I know Laravel's queue drivers such as redis and beanstalkd and I read that you can increase the number of workers for beanstalkd etc. However I'm just not sure if these solutions are right for my scenario. Here's what I need;
I listen to an XML feed over a socket connection, and the data just keeps coming rapidly. forever. I get tens of XML documents in a second.
I read data from this socket line by line, and once I get to the XML closing tag, I send the buffer to another process to be parsed. I used to just encode the xml in base64, and run a separate php process for each xml. shell_exec('php parse.php' . $base64XML);
This allowed me to parse this never ending xml data quite rapidly. Sort of a manual threading. Now I'd like to utilize the same functionality with Laravel, but I wonder if there is a better way to do it. I believe Artisan::call('command') doesn't push it to the background. I could of course do a shell_exec within Laravel too, but I'd like to know if I can benefit from Beanstalkd or a similar solution.
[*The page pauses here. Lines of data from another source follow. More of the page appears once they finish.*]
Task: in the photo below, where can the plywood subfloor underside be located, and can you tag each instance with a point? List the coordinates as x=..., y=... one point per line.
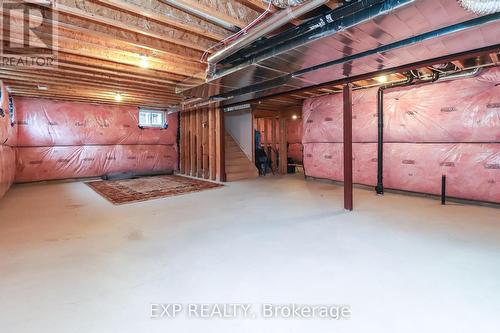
x=72, y=262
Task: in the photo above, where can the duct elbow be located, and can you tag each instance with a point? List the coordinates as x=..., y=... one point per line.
x=287, y=3
x=481, y=7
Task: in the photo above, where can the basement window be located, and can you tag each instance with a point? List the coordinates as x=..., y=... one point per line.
x=152, y=118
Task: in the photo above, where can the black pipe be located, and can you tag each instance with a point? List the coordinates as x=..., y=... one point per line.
x=443, y=189
x=380, y=142
x=379, y=188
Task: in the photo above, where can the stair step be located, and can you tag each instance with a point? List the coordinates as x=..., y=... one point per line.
x=238, y=161
x=239, y=168
x=233, y=176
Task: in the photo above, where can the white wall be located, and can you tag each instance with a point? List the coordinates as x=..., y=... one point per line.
x=239, y=125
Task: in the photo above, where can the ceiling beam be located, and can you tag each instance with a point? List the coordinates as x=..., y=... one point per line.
x=125, y=27
x=105, y=53
x=164, y=19
x=215, y=15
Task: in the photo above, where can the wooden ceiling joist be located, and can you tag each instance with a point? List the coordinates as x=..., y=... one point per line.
x=161, y=18
x=127, y=27
x=221, y=10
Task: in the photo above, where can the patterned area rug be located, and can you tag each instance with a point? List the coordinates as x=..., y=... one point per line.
x=148, y=188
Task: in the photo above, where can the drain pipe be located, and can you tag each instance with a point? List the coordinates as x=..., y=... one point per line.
x=379, y=188
x=380, y=141
x=274, y=22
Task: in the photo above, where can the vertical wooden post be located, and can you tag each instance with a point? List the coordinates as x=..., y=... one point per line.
x=192, y=138
x=221, y=145
x=212, y=144
x=187, y=159
x=265, y=134
x=205, y=144
x=182, y=143
x=348, y=200
x=283, y=147
x=199, y=144
x=273, y=145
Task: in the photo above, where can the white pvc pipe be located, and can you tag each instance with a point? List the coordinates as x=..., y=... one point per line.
x=274, y=22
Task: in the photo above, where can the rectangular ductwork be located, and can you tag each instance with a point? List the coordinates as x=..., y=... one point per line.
x=342, y=43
So the real question is this: How can I set the number of queue workers for beanstalkd or redis drivers? Like I want 20 threads running at the same time. More if possible.
A slightly less important question is: How many threads is too many? If I had a very high-end dedicated server that can process the load just fine, would creating 500 threads/workers with these tools cause any problems on the code level?